Third, don’t be shy about the garlic and add plenty of grated parmesan and parsley to the mix. Along with the dried oregano, these are the flavors that say ‘Italian Meatball’ to your taste buds. Don’t let your taste buds down.
And, finally, the breadcrumbs. Fresh is the way to go and definitely mix them with some milk for flavor and tenderness. Yes, I have used dried breadcrumbs in meatballs. Sometimes that’s all you have in the house. And, hey, it makes meatballs. Though, let’s admit it, not the best meatballs and that is what we are going for here! But, you say, I don’t have any fresh bread to use when I want to make the meatballs. Well, I have the answer to that. 🙂 Start grinding up extra rolls and the ends of breads that were all going to go moldy anyway since no one was eating them, and put those fresh breadcrumbs (unless you needed them that day) into the freezer. They won’t last forever, but they will last about a month and that is plenty of time to get to the store and buy some ground beef and plan a meatball dinner.
Those meatballs up above look tasty, don’t they? I’m getting hungry and I’ve eaten a pile of them! There is something about meatballs that is hard to resist.
The last part of my recipe is the cooking method. And, in my opinion, frying the meatballs to create a good sear and then braising them in tomato sauce produces the best flavor. Both for the meatballs and for the sauce! The meatballs get a little caramelization and then stay all tender while you cook them in the sauce at low heat while the sauce takes on the flavor from the meatballs. Yum!
– Happy Eating, Annemarie
- 1 tbsp olive oil
- 3 cloves garlic, minced
- kosher salt
- 1 28-oz can of crushed tomatoes
- 1 28-oz can of whole tomatoes, pureed in the blender
- 1 tsp dried oregano
- 1 bay leaf
- 1 lb ground beef, or half ground beef and half ground pork
- 3 cloves garlic
- 1 oz parmesan cheese, shredded
- ¼ cup fresh parsley, finely chopped
- 1 tsp oregano
- 1 cup fresh bread crumbs, plus another ½ cup if needed
- ¼ cup milk
- 1 egg
- 1 egg yolk, optional
- 2 tsp kosher salt
- 1 tbsp olive oil
- For the sauce: Before you start the meatballs, get the sauce done and simmering. Heat the olive oil in a large oven-safe pot over medium-low heat and add garlic and a sprinkle of salt. Saute for 1 minute and then add tomatoes, oregano, and bay leaves. Increase heat to medium-high and bring sauce to a boil, reduce to low and let simmer while you make the meatballs.
- For the meatballs: Preheat oven to 300F.

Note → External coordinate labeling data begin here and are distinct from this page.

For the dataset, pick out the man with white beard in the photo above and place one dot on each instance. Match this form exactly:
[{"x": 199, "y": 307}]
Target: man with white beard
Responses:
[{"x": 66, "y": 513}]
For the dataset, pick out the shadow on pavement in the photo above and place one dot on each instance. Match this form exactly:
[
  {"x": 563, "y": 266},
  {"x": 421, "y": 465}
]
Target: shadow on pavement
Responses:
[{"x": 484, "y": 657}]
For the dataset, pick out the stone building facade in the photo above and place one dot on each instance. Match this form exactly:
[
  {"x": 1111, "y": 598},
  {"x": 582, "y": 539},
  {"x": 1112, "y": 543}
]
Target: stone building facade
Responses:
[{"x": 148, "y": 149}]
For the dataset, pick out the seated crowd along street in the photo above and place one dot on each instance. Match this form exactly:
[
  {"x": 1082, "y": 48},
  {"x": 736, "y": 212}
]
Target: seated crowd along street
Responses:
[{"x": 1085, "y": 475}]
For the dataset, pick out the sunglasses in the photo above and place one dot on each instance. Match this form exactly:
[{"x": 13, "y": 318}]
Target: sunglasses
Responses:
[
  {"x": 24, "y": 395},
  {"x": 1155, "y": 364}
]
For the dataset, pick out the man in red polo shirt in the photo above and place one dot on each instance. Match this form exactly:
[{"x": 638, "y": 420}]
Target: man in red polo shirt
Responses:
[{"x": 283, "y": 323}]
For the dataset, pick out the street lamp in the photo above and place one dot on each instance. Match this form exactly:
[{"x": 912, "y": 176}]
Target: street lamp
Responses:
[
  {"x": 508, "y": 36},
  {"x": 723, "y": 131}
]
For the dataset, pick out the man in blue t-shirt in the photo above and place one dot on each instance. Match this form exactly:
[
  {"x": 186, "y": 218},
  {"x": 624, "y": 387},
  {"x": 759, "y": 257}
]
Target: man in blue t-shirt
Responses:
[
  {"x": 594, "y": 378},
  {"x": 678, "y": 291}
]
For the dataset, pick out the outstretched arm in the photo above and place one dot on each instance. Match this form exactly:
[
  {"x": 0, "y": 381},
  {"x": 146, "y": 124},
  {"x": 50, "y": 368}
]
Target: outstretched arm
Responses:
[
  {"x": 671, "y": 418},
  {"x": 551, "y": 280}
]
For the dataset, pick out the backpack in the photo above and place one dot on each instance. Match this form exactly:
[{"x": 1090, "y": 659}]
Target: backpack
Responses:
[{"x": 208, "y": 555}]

- Combine all the meatball ingredients in a large bowl and mix well, but gently. If you think it needs some more breadcrumbs or the egg yolk, add them now and mix in the additions.
- To portion out the meatballs, I like to use a cookie scoop. It goes very fast and they all end up the same size. However you portion them, take each meatball and roll them between your hands until they are well shaped and then lay them out on a cookie sheet or a plate.
- Heat oil in a large skillet over medium heat. Once the oil is hot, add the meatballs in batches and brown them all over, about 5-6 minutes per batch. (One pound of meat takes me two batches.) As you finish the meatballs, add them to the sauce. Once all the meatballs have been browned and added to the sauce, cover the pot and put it in the oven. Braise the meatballs for at least 2 hours, but they can sit in the oven at that temperature for 4-6 hours.
- When you are ready to eat, serve the meatballs with pasta, on rolls, or by themselves as an appetizer or on a buffet.
Cooked or raw, meatballs freeze beautifully. If raw, thaw the meatballs and continue with the recipe as stated. If cooked, let thaw in the fridge until thawed enough that you can pour them into a pot. Heat them through on the stove and eat.
I like mid-sized meatballs, so I used my #40 cookie scoop to make them.